PostgreSQL JSONB: when you do not need a separate NoSQL database
Before adding MongoDB or another document store to your stack, it is worth checking what PostgreSQL's JSONB type can already do - and where it genuinely runs out.
The conversation about SQL versus NoSQL databases has been going for almost a decade. In practice, most of the teams I work with do not have a workload that demands a pure NoSQL system. What they have is a relational database with a few tables where the schema changes often or varies between rows. And for that specific problem, PostgreSQL's JSONB column type has been a practical answer since version 9.4.
I am not arguing against document databases. There are genuine use cases for them. But adding a second database technology to a stack carries a real cost, and before paying that cost it is worth understanding what you already have.
What JSONB actually does
JSONB stores JSON as a parsed binary structure, not as a raw string. This means PostgreSQL indexes it, queries into it, and applies standard SQL functions against it. You can write queries like "give me all rows where the config JSON contains "notify": true" without loading and parsing everything in application code.
You get GIN indexes on JSONB columns, which makes lookups inside JSON documents fast enough for most operational workloads. You can mix structured columns and JSON columns in the same table and the same query.
Where this works well
From what I have seen, JSONB is a good fit for:
- Configuration and settings tables where every row has a different shape.
- Event or audit tables where the payload varies by event type but you want transactional guarantees.
- Integration points where you receive external JSON and want to store it with minimal transformation while still querying it.
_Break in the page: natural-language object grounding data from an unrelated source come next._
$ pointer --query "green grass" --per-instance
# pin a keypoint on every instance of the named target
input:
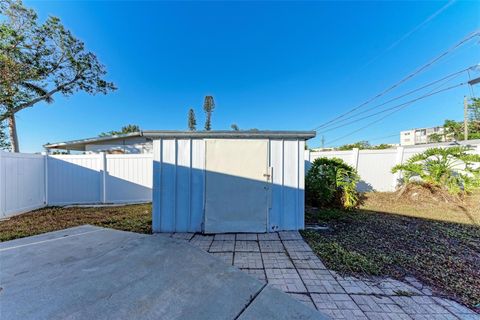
(135, 218)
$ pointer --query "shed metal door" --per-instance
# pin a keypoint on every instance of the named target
(236, 185)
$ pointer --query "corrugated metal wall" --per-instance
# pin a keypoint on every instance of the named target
(179, 185)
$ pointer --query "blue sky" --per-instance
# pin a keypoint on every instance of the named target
(269, 65)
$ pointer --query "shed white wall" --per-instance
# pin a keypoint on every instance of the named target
(179, 185)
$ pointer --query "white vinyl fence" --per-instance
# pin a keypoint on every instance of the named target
(29, 181)
(374, 166)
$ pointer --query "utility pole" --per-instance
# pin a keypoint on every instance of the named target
(465, 118)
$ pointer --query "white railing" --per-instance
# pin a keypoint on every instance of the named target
(374, 166)
(31, 181)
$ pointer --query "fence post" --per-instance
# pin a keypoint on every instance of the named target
(45, 177)
(355, 154)
(398, 160)
(103, 178)
(2, 188)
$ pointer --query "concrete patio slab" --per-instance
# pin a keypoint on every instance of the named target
(272, 304)
(95, 273)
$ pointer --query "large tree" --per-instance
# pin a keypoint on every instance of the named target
(4, 143)
(39, 60)
(208, 106)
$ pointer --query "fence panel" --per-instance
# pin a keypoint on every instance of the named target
(74, 179)
(22, 183)
(128, 178)
(374, 168)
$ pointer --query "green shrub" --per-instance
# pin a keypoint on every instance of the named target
(453, 169)
(331, 182)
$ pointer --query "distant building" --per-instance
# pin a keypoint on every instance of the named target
(421, 136)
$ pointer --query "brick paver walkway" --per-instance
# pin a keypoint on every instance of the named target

- Prototyping stages where the schema is genuinely not yet stable.
In each case, the win is keeping everything in one database with one transaction model, one backup regime, one operational team, and one connection pool.
Where it runs out
JSONB is not a replacement for a dedicated document store when:
- You are storing documents that are many megabytes each and need partial updates at the byte level.
- Your access patterns are exclusively document-oriented and no relational joins are ever needed.
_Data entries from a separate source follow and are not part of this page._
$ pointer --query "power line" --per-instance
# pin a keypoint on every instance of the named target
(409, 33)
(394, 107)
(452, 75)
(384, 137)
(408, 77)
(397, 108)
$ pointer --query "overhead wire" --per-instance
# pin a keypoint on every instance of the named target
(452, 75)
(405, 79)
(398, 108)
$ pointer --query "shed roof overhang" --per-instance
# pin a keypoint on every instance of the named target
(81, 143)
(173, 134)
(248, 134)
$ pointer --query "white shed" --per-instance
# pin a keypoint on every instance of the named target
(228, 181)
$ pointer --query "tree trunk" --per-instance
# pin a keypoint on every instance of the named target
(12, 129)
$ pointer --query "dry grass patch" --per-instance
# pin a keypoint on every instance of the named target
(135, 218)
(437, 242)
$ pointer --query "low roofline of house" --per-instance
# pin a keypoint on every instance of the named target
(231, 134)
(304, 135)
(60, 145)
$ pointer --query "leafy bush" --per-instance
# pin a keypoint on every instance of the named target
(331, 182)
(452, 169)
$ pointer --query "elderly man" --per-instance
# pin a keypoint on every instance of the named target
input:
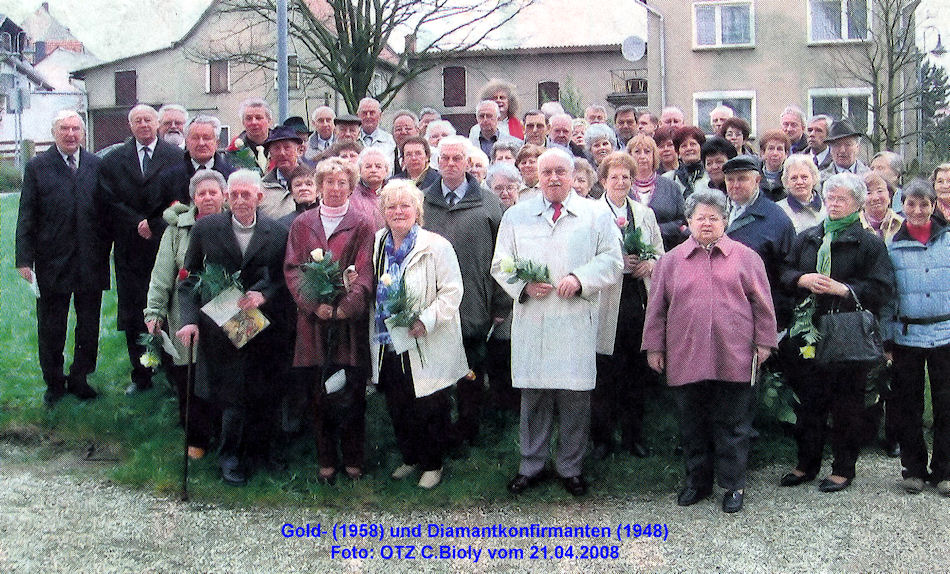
(321, 120)
(462, 211)
(59, 249)
(793, 124)
(818, 148)
(672, 116)
(171, 124)
(485, 133)
(201, 144)
(282, 147)
(845, 143)
(371, 134)
(759, 223)
(240, 381)
(416, 155)
(247, 149)
(718, 116)
(625, 124)
(130, 182)
(535, 128)
(553, 336)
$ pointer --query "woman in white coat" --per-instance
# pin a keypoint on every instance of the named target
(415, 379)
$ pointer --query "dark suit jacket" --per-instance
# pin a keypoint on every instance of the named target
(58, 225)
(175, 179)
(222, 368)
- You need MongoDB's particular aggregation pipeline or its native sharding model.
- You have a team with deep MongoDB expertise and zero PostgreSQL expertise.
That last point matters more than people admit. Technology choices have to fit the people operating them, not just the benchmark results.
The decision I actually recommend
Before proposing a new database technology, I ask one question: can the existing PostgreSQL instance handle this with JSONB, and does it stay readable and maintainable? If yes, stay in one system. If the answer honestly is no - and sometimes it is - then bring in the specialist tool.
The cost of maintaining two database technologies is real: two backup strategies, two sets of operational runbooks, two points of failure to monitor, and two knowledge domains your team needs to cover. That cost has to be justified by a genuine requirement, not by a preference for the newer tool.